YouTube Music has a different, and significantly larger catalog, than Google Play Music, including a vast catalog of remixes, live performances, covers and music videos that you can't find anywhere else. That being said, we don't share specific track counts. Regarding the catalog gaps you mention, we have a team that is constantly seeking out catalog additions and omissions.

They're right about having content you won't find anywhere else. YouTube is the most-used video platform in the world, and as such is a treasure trove of remixes, mashups, and covers. YouTube is also one of the easiest places to find illegal music, so if you can't find an album you like in the Albums search results, start digging in the video results and you'll usually find it.

If I can't fly to Japan and buy the CD, at least I can listen to it on YouTube.

YouTube Music has a larger total selection of music, and Google Play Music has a larger selection of official albums and singles, but in the rare instance that you can't find a piece of music on either platform, that's when Google Play Music's premiere feature comes in: its music locker.

Google Play Music offers a free, 50,000-song personal music locker, letting you upload songs from your private collection to listen to anywhere you stream Play Music. The songs can be as long as you want — I have two-hour concerts uploaded as a single song — so long as each one is under 300MB in size, though you have to upload them from a computer rather than directly from your Android phone.

Google Play Music's music locker was their original feature, and remains one of their best assets. Now that Amazon Music has pulled their music locker function, Play Music is the only service left that will lets you mix uploaded and subscription music on all devices and platforms. For someone who has a collection of music that can't be found on any legal platform — except maybe YouTube — Google Play Music was the only music streaming choice for me.

This is why the news that Google Play Music's locker feature migrating to YouTube Music fills me with such hope. YouTube is already the biggest collection of music content in the world — legal and not-so-much — and with a personal locker, there will literally be nothing that you can't listen to there. If you can't find it, you can add it yourself.

Good artists copy; great artists steal

Google Play Music's long-term future is unclear, but its short-term future is assured by YouTube Music's current, half-finished state and very limited availability. YouTube Music might replace Google Play Music one day, but only after it has achieved feature parity, stability, and wide availability.

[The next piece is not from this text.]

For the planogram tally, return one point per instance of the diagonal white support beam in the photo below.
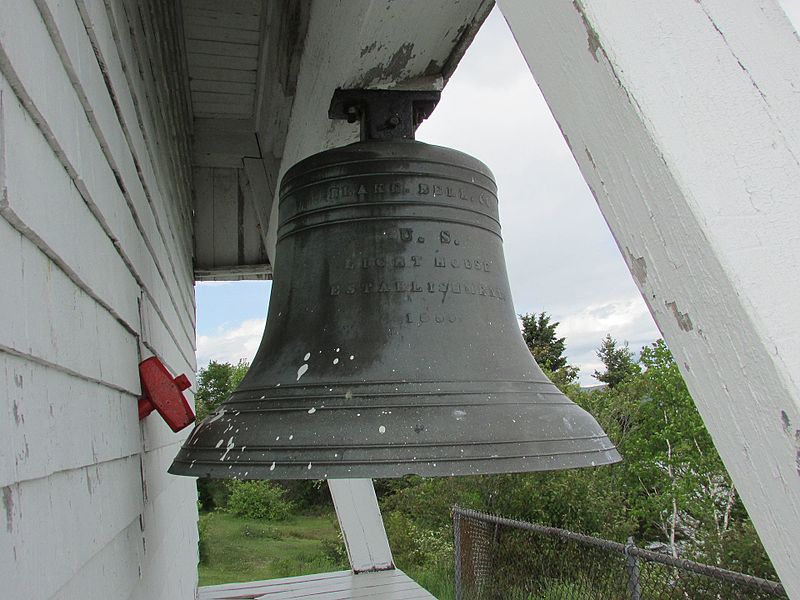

YouTube Music is currently an "Early Access" beta that's available in five countries — Australia, South Korea, New Zealand, Mexico, and the United States — and has more bugs than a Texas garden.

Google Play Music may be old, and it may be a little bit boring, but you can depend on it for a while longer, and when it comes time for it to finally fade into the sunset, your library will migrate to YouTube Music, which will have to have taken on most if not all of Google Play Music features. So I'm playing with YouTube Music because it's new, shiny, and comes with my Google Play Music subscription, but Google Play Music is the music I come back to every morning when I wake up and every night when I wind down. Google Play Music still has my music locker and it has my back; I can trust it to behave the same way it has for the last six years that I've used it.